A investigação tem como foco o Processo Administrativo nº 283/2026 e o Contrato Administrativo nº 024/2026, firmado com a empresa de Alimentação e Facilities. A apuração foi aberta após representação apresentada pelo cidadão Pedro Paulo dos Santos.
Segundo extrato publicado no Diário Oficial do Município, a contratação emergencial tem valor total de R$ 5.672.366,64, com prazo de vigência de seis meses, prorrogáveis até a conclusão do processo licitatório definitivo. O contrato prevê serviços de conservação, limpeza e desinfecção nas instalações prediais, áreas internas e externas, além de jardinagem nas unidades educacionais e serviços de lavagem de lençóis, cobertores e toalhas das creches municipais. Também inclui o fornecimento de mão de obra, materiais de limpeza, higiene e expediente, além de saneantes e demais insumos necessários à execução dos serviços.
De acordo com a portaria do Ministério Público, serão analisados diversos pontos relacionados ao contrato, entre eles a caracterização da situação emergencial que justificou a contratação sem licitação, eventual deficiência de planejamento administrativo, regularidade da pesquisa de preços, economicidade do contrato, execução dos serviços, pagamentos efetuados e possíveis alterações ou prorrogações do ajuste.
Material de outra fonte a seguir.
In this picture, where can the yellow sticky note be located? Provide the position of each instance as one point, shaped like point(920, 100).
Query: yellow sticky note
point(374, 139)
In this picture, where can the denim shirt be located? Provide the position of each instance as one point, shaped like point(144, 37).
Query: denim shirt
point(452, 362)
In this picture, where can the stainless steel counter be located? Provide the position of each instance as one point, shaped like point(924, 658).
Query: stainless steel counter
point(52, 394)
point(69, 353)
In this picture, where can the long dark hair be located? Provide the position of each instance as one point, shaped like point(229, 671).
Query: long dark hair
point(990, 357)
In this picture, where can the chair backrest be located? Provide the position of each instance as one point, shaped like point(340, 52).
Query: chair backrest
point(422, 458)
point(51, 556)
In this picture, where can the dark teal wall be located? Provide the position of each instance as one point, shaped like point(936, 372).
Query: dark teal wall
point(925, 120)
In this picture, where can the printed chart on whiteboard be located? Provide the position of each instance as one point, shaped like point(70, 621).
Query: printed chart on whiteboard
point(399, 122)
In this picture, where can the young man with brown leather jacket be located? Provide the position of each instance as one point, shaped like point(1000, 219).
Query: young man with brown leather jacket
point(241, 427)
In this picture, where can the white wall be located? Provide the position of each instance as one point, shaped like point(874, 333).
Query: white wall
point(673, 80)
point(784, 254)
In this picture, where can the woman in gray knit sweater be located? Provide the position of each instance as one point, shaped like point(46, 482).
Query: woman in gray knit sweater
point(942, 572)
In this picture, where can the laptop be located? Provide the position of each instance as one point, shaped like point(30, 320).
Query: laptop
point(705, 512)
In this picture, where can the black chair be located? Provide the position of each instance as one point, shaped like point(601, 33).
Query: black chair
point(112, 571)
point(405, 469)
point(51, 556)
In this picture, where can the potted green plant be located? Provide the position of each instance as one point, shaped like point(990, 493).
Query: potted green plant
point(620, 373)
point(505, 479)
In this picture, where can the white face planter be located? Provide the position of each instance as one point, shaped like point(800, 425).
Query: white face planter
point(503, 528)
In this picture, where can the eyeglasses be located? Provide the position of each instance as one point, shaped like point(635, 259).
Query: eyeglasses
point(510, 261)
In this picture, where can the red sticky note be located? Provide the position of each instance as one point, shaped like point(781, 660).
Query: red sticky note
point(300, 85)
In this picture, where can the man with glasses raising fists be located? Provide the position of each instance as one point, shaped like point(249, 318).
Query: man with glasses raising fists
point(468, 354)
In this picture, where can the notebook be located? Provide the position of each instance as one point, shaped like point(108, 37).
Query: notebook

O procedimento também busca esclarecer questões envolvendo o Pregão Eletrônico nº 17/2026, além de desdobramentos relacionados à atuação do Tribunal de Contas do Estado de São Paulo (TCE-SP).
Como medida inicial, o Ministério Público requisitou à Prefeitura de Salto uma série de documentos e informações sobre a contratação investigada. Entre os itens solicitados estão a cronologia dos procedimentos administrativos, planejamento da contratação, pesquisa de preços, notas fiscais, medições, comprovantes de pagamento e documentos relativos à fiscalização contratual.
No ofício encaminhado ao representante da denúncia, o 4º promotor de Justiça de Salto, Luiz Fernando Guinsberg Pinto, informa oficialmente a instauração do inquérito civil para apuração dos fatos.
O Ministério Público ressalta que a instauração do inquérito não significa conclusão pela existência de irregularidades, mas o início de investigação oficial para esclarecimento dos fatos e eventual responsabilização, caso sejam identificadas inconsistências.
A reportagem questionou a Prefeitura de Salto sobre a contratação emergencial, os critérios adotados para justificar a medida e o andamento do processo licitatório definitivo, mas não obteve retorno até o fechamento desta edição. O espaço segue aberto para manifestação.